I use the blue handled Klein version you indicated originally now.. I started with the IDEAL T-stripper, which was essentially a cheaper version of the same thing.. I put some of those clear red insulator grips in place of the 'dipped' yellow plastic grips that came with it.

I would never use strippers for a box KO punch and puller though, they weren't intended for that sort of service.. Sidecutters work great for that..


----------



## Mike in Canada (Jun 27, 2010)

mattsilkwood said:


> I don't think Fastenal carries Knipex here in the states.

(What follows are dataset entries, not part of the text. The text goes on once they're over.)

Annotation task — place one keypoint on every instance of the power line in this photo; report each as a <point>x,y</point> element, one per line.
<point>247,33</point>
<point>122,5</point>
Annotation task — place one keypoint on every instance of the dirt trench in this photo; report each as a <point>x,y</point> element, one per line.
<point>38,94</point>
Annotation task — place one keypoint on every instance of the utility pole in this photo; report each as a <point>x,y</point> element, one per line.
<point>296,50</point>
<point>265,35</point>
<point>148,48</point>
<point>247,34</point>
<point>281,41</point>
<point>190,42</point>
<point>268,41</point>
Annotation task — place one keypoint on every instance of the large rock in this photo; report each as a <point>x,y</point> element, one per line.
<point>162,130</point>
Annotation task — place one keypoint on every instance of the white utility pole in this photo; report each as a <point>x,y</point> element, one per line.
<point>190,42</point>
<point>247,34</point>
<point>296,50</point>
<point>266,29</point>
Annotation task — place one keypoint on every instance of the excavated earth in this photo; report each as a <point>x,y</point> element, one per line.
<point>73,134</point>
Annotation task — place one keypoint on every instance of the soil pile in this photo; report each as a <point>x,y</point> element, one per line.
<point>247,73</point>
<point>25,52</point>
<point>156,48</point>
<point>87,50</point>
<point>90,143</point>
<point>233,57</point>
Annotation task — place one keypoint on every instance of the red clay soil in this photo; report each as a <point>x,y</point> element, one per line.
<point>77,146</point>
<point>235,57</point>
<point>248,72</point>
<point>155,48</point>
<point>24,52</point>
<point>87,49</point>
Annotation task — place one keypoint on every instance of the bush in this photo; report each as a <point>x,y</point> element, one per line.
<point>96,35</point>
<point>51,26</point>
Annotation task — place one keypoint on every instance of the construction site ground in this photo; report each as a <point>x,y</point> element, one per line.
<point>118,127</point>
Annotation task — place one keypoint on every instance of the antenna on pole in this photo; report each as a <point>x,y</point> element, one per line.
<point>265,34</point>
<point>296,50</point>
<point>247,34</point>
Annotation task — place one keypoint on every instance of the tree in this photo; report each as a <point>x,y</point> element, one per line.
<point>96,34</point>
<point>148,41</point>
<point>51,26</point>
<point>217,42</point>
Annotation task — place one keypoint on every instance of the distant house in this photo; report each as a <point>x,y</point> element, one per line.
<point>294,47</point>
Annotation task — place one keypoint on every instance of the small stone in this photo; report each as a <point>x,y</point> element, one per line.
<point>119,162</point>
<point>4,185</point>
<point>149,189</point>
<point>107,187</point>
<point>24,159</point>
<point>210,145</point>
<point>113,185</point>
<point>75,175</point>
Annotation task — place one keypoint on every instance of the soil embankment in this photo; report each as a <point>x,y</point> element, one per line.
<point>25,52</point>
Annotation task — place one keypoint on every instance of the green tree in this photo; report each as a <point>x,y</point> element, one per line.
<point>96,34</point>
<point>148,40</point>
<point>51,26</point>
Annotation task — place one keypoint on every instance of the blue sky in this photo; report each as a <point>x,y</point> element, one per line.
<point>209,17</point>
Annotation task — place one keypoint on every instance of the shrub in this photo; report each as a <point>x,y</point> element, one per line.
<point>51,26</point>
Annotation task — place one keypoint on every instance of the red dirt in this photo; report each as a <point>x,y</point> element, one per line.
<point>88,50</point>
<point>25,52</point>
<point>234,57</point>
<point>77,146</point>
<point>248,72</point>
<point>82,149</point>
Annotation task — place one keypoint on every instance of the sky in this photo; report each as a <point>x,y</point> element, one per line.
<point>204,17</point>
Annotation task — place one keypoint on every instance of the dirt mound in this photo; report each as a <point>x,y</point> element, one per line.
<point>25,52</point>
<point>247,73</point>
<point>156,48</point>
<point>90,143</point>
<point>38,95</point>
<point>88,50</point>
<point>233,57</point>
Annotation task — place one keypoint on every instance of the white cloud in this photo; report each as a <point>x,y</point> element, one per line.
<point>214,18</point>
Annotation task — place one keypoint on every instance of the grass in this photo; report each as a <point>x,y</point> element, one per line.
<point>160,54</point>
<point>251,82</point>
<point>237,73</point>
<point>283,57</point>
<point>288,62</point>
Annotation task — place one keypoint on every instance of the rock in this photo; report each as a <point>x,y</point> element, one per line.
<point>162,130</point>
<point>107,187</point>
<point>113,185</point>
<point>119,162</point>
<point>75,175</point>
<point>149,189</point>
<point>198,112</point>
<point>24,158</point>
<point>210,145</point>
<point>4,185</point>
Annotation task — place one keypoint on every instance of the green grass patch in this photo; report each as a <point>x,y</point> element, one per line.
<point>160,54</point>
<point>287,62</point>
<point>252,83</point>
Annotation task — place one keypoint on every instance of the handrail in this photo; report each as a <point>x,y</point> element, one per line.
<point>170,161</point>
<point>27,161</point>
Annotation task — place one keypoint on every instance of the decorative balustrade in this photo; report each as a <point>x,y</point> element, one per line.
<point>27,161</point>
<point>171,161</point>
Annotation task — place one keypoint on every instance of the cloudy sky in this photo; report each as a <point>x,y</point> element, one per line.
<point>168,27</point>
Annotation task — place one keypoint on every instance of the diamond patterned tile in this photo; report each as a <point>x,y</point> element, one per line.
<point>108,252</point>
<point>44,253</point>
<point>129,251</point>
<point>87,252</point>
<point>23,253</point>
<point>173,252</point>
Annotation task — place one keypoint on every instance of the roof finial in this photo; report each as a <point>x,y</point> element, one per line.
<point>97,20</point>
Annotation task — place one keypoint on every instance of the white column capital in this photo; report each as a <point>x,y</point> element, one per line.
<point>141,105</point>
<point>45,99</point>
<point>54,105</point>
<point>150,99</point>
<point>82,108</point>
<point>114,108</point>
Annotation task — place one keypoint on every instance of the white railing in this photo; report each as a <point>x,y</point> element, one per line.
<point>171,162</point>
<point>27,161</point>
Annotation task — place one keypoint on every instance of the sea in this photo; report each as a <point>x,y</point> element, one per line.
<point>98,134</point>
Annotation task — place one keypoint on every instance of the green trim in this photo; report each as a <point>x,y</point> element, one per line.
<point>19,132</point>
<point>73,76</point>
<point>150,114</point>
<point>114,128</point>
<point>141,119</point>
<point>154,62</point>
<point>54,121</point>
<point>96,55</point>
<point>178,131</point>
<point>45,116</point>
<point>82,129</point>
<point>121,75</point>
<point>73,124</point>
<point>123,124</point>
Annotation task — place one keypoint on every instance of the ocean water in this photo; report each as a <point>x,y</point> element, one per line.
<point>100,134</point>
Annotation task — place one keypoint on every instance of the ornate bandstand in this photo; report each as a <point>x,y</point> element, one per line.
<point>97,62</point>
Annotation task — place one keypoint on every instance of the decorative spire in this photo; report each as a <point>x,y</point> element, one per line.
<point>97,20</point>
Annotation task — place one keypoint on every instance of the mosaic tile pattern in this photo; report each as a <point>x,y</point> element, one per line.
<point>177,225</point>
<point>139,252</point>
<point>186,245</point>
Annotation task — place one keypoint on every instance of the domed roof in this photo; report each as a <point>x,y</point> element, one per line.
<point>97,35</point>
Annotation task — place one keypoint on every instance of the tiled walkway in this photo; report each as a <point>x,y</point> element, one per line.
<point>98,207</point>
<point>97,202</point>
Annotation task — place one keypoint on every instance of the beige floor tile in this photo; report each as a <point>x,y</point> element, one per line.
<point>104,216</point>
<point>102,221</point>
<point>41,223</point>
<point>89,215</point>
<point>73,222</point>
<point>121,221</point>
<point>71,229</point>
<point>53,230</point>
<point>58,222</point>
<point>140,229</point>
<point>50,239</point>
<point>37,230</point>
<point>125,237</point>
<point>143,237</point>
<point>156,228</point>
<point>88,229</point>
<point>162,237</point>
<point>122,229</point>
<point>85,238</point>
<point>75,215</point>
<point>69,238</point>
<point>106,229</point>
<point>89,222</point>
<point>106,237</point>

 It's not in the catalogue, but they can probably get it if they can get it in Canada. The prices that I've been quoted from Fastenal in Canada has been lower than buying it at Lowe's down here, even with par-dollars. It's remarkable, actually.

Mike


----------



## Mike in Canada (Jun 27, 2010)

TOOL_5150 said:


> Those buggers are sold in lowes as well..
> 
> ~Matt


 I bought a pair of the short ones (6-1/2"?) at Lowes' because they didn't stock the full 8" type. I've got a couple of panels to put in involving about 500 connections and over 30,000 feet of 14 gage stranded THHN, so we'll see how it works out. I tried these shorties on 14 gage solid THHN and they didn't seem to be 'tight enough' to cut through the skinny insulation on THHN without rotating them around the wire. Hopefully they'll work well on the stranded.

Mike


----------